There’s a whole bunch of shops near Notting Hill Gate and some of them are Exchange places where you can take in CDs, books, clothes etc and swap them for cash. Or so it’s advertised. They smell of old sweat, like Jason’s vile holey jumpers, and I’ve never been in. But I’ve walked past enough times because they’re on the way to and from school. There was a man selling the Big Issue outside a newsagent’s and I wondered what the Big Issue actually was. I didn’t buy one though.
I went into the shop that said ‘WOMAN’ in big white letters. Inside there were rails and rails and rails of fur coats and pouffy ballerina dresses on hangers and glittery belts descending from the ceiling like snakes and glass cases full of shoes and jewellery. Everything had big labels on with prices that had been crossed out and rewritten to make it look like the shop was full of bargains. I said I wanted to exchange some clothes, and they made me go downstairs to a basement with a really low ceiling stuffed with even more rails of clothes, including vests and faded jeans and things I couldn
’t imagine wanting to buy if you knew someone else had worn them first.

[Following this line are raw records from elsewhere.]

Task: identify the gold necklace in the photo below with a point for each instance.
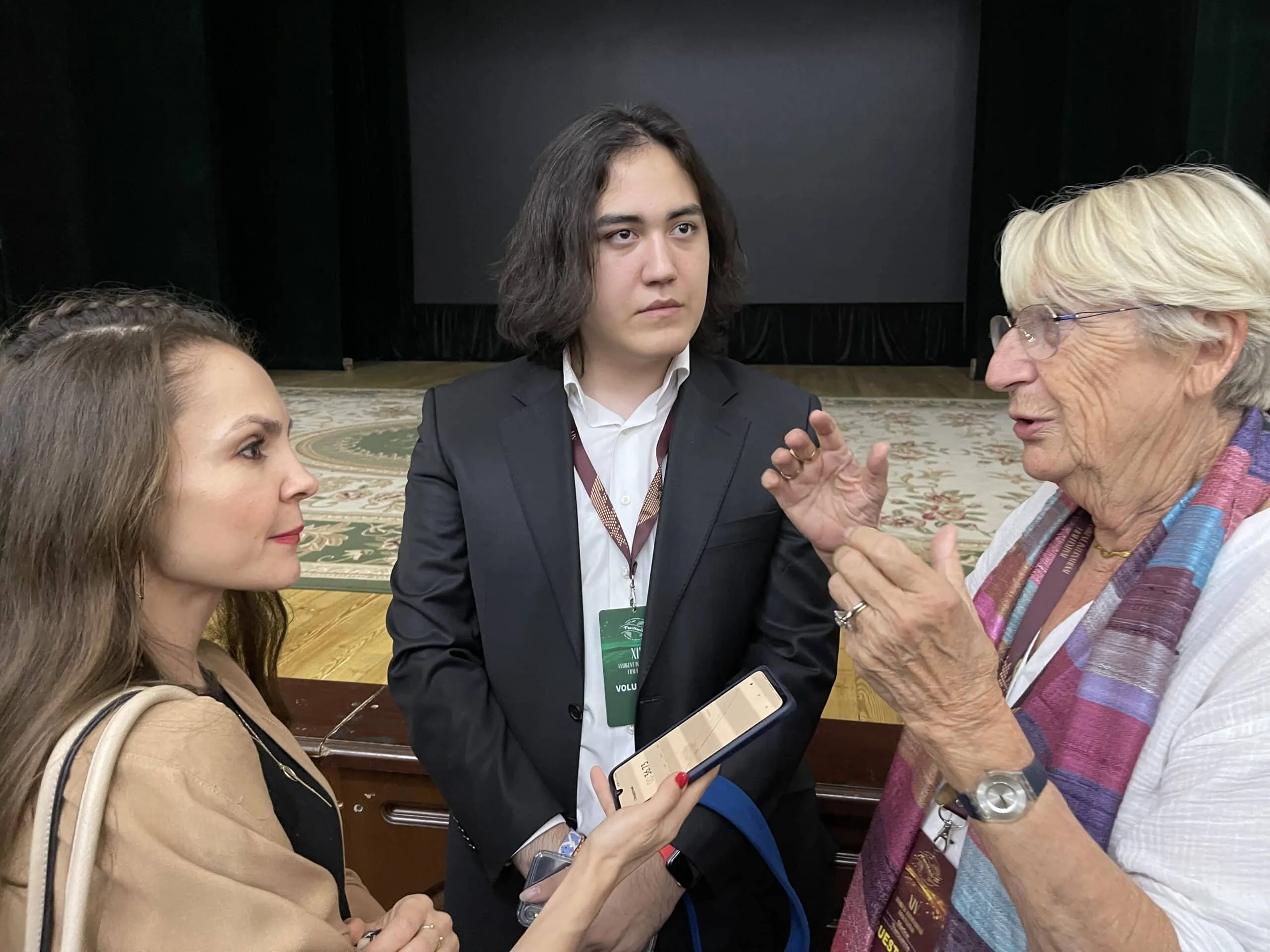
(1112, 552)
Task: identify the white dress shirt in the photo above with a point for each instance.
(1194, 823)
(624, 454)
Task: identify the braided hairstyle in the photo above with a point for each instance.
(91, 385)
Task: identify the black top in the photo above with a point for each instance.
(304, 809)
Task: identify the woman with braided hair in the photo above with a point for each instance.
(149, 516)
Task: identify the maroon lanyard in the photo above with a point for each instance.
(1052, 587)
(605, 508)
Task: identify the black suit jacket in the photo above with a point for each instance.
(487, 608)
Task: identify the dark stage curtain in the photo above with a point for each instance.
(928, 334)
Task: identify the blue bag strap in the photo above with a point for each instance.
(732, 804)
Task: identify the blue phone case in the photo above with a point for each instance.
(701, 770)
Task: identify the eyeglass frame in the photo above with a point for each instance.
(1056, 319)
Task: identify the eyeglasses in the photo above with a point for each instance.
(1038, 325)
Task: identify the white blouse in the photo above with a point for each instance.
(1194, 827)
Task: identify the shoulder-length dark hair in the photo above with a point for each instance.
(91, 385)
(547, 278)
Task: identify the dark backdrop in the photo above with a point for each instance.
(261, 155)
(841, 130)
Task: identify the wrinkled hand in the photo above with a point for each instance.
(920, 643)
(412, 926)
(829, 493)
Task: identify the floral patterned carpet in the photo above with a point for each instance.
(951, 461)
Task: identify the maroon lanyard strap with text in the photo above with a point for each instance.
(605, 508)
(1052, 587)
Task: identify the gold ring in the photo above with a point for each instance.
(797, 474)
(844, 619)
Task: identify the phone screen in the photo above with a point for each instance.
(738, 710)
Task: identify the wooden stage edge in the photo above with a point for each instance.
(341, 636)
(395, 819)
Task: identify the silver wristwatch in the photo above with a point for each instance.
(1005, 796)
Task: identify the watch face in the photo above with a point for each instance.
(1001, 796)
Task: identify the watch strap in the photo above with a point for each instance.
(680, 867)
(969, 806)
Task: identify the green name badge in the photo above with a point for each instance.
(622, 630)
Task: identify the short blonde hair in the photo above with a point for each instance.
(1193, 238)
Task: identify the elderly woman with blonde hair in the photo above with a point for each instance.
(1086, 756)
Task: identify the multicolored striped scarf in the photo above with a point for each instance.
(1090, 711)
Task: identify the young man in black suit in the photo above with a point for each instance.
(515, 573)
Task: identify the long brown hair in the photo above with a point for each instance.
(89, 390)
(547, 280)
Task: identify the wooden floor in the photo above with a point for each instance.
(341, 635)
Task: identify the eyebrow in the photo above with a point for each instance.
(605, 221)
(270, 425)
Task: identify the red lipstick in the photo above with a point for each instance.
(289, 538)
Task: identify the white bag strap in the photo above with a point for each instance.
(127, 708)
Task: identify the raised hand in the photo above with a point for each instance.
(825, 490)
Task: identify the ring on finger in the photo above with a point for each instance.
(844, 619)
(786, 476)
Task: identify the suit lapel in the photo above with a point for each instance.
(539, 455)
(705, 447)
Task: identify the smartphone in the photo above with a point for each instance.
(705, 738)
(544, 866)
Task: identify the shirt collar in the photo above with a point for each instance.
(675, 376)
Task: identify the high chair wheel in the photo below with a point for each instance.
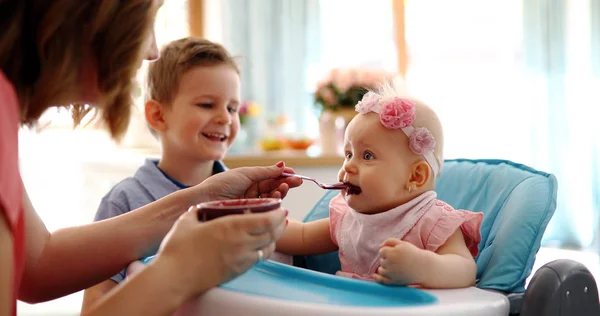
(561, 288)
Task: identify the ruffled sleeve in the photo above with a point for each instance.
(449, 221)
(337, 208)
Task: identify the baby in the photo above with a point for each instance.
(388, 225)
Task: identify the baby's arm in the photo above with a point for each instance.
(306, 238)
(452, 266)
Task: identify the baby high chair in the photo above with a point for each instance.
(517, 202)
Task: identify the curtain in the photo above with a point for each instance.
(565, 142)
(517, 80)
(276, 42)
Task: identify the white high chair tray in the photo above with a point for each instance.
(272, 288)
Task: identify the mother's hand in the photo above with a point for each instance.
(198, 256)
(249, 182)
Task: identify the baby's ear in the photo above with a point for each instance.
(421, 173)
(155, 115)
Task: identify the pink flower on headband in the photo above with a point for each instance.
(368, 102)
(421, 141)
(397, 113)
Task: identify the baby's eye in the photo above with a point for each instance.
(205, 105)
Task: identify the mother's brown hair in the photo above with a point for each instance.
(43, 44)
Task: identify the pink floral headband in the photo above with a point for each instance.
(400, 114)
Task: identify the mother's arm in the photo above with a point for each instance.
(94, 252)
(6, 268)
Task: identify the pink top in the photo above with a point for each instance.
(424, 222)
(11, 186)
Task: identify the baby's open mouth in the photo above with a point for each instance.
(351, 189)
(217, 137)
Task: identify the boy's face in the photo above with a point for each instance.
(379, 161)
(203, 120)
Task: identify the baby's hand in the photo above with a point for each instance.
(401, 263)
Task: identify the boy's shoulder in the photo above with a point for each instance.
(147, 185)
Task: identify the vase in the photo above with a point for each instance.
(332, 126)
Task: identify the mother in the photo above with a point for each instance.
(62, 52)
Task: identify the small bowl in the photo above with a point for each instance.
(210, 210)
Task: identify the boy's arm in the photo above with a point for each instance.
(306, 238)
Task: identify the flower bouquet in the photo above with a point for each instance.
(343, 88)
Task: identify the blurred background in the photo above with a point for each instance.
(510, 79)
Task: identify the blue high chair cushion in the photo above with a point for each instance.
(517, 202)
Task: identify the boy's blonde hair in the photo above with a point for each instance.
(177, 58)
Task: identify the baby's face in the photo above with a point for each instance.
(379, 161)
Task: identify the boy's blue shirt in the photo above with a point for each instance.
(148, 184)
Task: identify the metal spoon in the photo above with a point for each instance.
(336, 186)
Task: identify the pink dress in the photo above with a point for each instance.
(424, 222)
(11, 186)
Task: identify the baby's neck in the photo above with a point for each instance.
(384, 207)
(186, 171)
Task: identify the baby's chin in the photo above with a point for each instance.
(361, 205)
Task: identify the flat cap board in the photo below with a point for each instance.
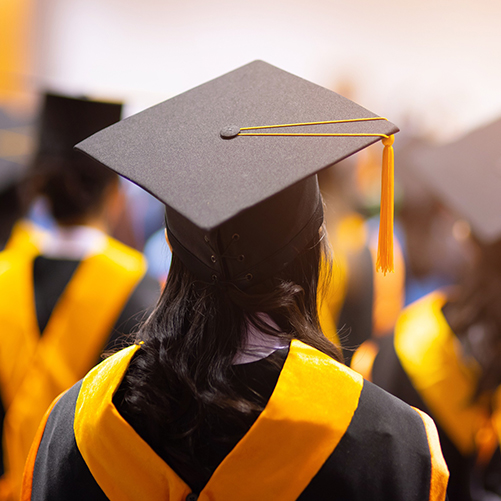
(466, 176)
(175, 150)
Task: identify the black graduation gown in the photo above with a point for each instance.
(384, 449)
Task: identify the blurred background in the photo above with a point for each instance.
(432, 67)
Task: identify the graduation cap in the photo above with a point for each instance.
(64, 121)
(466, 176)
(235, 162)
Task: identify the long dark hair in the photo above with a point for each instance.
(182, 372)
(474, 315)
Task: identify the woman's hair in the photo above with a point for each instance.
(74, 185)
(474, 315)
(182, 372)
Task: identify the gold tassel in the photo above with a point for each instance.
(384, 260)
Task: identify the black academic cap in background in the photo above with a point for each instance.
(64, 121)
(239, 207)
(465, 175)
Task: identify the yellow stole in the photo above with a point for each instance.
(283, 450)
(34, 369)
(430, 354)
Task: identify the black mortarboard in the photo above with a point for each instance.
(239, 207)
(64, 121)
(466, 176)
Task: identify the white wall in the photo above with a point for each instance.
(432, 63)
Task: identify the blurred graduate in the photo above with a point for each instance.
(444, 355)
(70, 294)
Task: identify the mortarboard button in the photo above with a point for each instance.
(260, 185)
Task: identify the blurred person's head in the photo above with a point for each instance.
(77, 188)
(463, 176)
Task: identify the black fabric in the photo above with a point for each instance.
(389, 374)
(255, 381)
(60, 473)
(355, 318)
(383, 455)
(50, 276)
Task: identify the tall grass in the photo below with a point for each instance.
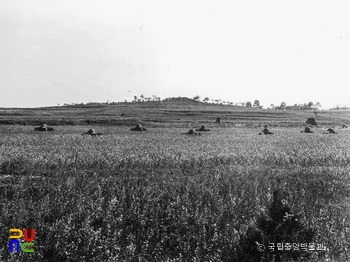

There was a counter at one end with two women sitting behind it. They had loads of bags full of clothes, and they were sorting through them and holding them up and checking the seams and putting those white plastic things on them so they couldn’t be stolen. As if anyone would want to!
‘Can I help you?’ said one of them. She had a lot of piercings in one ear.
The other one was staring at me strangely.
‘Yes, please. My mother asked me to bring all these dresses and bags in.’
‘Let’s have a look,’ said the first one, only it sounded more like lessavvalook, all one word.
She tipped everything out onto the counter and they both pawed at the dresses, turning the necks out so they could see the labels.
‘Are you sure your mother doesn’t want these?’ said the second one.
‘She’s got loads of others,’ I said confidently. ‘And these ones are –’ what was that expression? – ‘last season.’
‘Nah, mate,’ said the first one, but she was more talking to the second one than to me. ‘This one here’s new season. And this one.’
‘Oh, well, if you don’t want them …’ I said.
But I knew they would. They went into a little huddle and then did lots of adding and subtracting incredibly slowly, but I suppose if they were good at Maths they wouldn’t be working in this rubbish-looking shop and then the first one said:
‘We can do you £160 cash or £200 exchange for the lot.’
I asked for the cash of course, but just as I was leaving I noticed this enormous clown suit, all white with balloon sleeves and big black pompoms down the front, and I thought I might get it for Zara as a joke. So in the end I left with £135.
I never actually have any money. I have lots of things like computer games and a MacBook Pro and designer clothes, and of course stuff like my grandfather’s model ship collection and a cricket bat signed by Kevin Pietersen. And if I ask for something I usually get it, and if it’s really big then maybe I have to wait until my birthday or Christmas which are conveniently nearly six months apart so I never have to wait longer than that. But I never have any cash on me and I don’t have a bank card. This annoys me. It’s one rule of Mum and Dad’s I’ve never managed to get around. Until now. I crossed the road and went into Pret and bought a Super Club sandwich and a packet of crisps and then crossed back again, thinking I needed to hurry up because Clothilde would absolutely call the police if she realised I was out of the house.